If you have good vision skills, you won't need very high mag, but that doesn't mean you might not find yourself someplace with enough time to crank up magnification before you shoot. If you have something like a typical 3.5-10X, you would be fine. More than that is okay too, but as you know that adds to the price tag.
Some years are a fast short shot in heavy cover at close quarters, other years are a peek-a-boo shot between obstructions at over 400 yards. With a variable, you can make both of those scenarios work.
Some years you are sorting through hundreds of elk in a migration, and other years you are scratching for a chance at an elk from a resident herd. The later the season you hunt, the more skittish and shy the elk become. Any scope will do on a 200 yard broadside shot against a snow background, but some years are like hunting in summer foliage and the elk know it.
Get the most reliable scope you can afford and learn to shoot it fast under pressure from hasty positions and you will greatly increase your odds. It can be very difficult to sort out elk in tight cover in terms of cows, spikes, and legal bulls. That puts demands on the scope, your vision, skills, and ethics. For many folks I have helped, the whole season amounted to a 15 second opportunity.
Western elk live and die on fence lines. Some say it is easy to kill an elk, I say it isn't because you need to kill it quick enough to avoid boundary issues. I have hunted some of the same grounds over 33 years straight and over those years I have sat with several hunters per season in addition to hunting my own tags. The majority of the folks I have helped were outright rookies or low experience.

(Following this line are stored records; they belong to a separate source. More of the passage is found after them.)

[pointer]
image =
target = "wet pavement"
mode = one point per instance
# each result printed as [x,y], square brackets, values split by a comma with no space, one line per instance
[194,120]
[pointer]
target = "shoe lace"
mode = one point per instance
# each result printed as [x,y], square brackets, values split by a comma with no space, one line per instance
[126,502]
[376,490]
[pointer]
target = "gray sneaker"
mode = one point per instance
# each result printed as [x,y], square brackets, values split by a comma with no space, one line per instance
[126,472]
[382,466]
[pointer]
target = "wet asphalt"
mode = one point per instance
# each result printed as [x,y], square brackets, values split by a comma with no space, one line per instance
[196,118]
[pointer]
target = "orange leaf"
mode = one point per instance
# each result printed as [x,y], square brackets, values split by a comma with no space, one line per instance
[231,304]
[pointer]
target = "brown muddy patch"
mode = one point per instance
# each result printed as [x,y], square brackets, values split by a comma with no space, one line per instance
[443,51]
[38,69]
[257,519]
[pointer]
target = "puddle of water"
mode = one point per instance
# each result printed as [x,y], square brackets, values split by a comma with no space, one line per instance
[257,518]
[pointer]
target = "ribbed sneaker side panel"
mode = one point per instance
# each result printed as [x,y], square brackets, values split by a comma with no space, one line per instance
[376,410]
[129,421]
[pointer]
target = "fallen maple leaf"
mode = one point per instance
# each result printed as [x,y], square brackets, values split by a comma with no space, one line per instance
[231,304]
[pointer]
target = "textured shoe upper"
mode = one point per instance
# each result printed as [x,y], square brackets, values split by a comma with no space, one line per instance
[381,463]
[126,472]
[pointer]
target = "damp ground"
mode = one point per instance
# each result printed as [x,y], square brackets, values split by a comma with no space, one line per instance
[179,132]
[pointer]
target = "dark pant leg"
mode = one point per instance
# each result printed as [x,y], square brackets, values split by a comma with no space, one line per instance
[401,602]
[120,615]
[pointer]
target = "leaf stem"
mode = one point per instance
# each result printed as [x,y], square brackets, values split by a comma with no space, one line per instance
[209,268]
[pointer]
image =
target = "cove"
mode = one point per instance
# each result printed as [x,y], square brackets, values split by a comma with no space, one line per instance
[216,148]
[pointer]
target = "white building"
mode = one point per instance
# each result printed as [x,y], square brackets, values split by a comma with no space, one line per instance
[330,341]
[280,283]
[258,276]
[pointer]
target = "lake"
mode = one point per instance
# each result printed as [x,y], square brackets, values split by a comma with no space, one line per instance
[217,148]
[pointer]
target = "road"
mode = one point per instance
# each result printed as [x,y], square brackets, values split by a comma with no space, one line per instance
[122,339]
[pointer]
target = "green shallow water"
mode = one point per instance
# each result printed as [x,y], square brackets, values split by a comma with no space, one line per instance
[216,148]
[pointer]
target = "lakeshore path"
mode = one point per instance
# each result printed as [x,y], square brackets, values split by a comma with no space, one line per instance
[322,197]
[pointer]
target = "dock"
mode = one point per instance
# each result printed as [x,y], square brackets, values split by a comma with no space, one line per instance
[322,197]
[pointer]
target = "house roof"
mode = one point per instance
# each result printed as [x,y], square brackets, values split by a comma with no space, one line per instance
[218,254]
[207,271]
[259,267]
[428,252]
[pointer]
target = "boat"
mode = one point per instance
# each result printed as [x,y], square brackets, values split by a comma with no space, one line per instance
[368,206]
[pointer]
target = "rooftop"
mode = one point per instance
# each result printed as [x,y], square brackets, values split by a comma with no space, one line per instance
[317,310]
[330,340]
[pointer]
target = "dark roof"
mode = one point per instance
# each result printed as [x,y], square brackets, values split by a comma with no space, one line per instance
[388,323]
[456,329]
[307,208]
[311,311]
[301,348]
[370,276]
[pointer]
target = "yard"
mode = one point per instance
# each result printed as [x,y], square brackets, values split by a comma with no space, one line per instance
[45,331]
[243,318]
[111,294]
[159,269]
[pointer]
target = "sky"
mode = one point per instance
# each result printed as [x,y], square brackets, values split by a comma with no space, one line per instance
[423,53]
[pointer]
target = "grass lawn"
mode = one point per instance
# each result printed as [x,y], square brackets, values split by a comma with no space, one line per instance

I didn't keep a journal but I wish I had. I can tell you of the failed opportunities that not knowing how to run their scope or run it fast enough is a major cause of going home empty. The vast majority of time, there isn't enough time to set up and play with elevation or windage knobs. You can find time to swing a magnification most of the time. Learn to use the reticle quickly. About one time in five, you will have time to dial scope knobs in my experience, which is a way to advocate for learning how to shoot hold over for distance and wind. Pay as much attention to the reticle system as anything else.
There is nothing like helping someone earn their first elk. It keeps me alive and looking forward to elk season every year. I'm looking forward to hearing what scope you pick and the story of your first elk.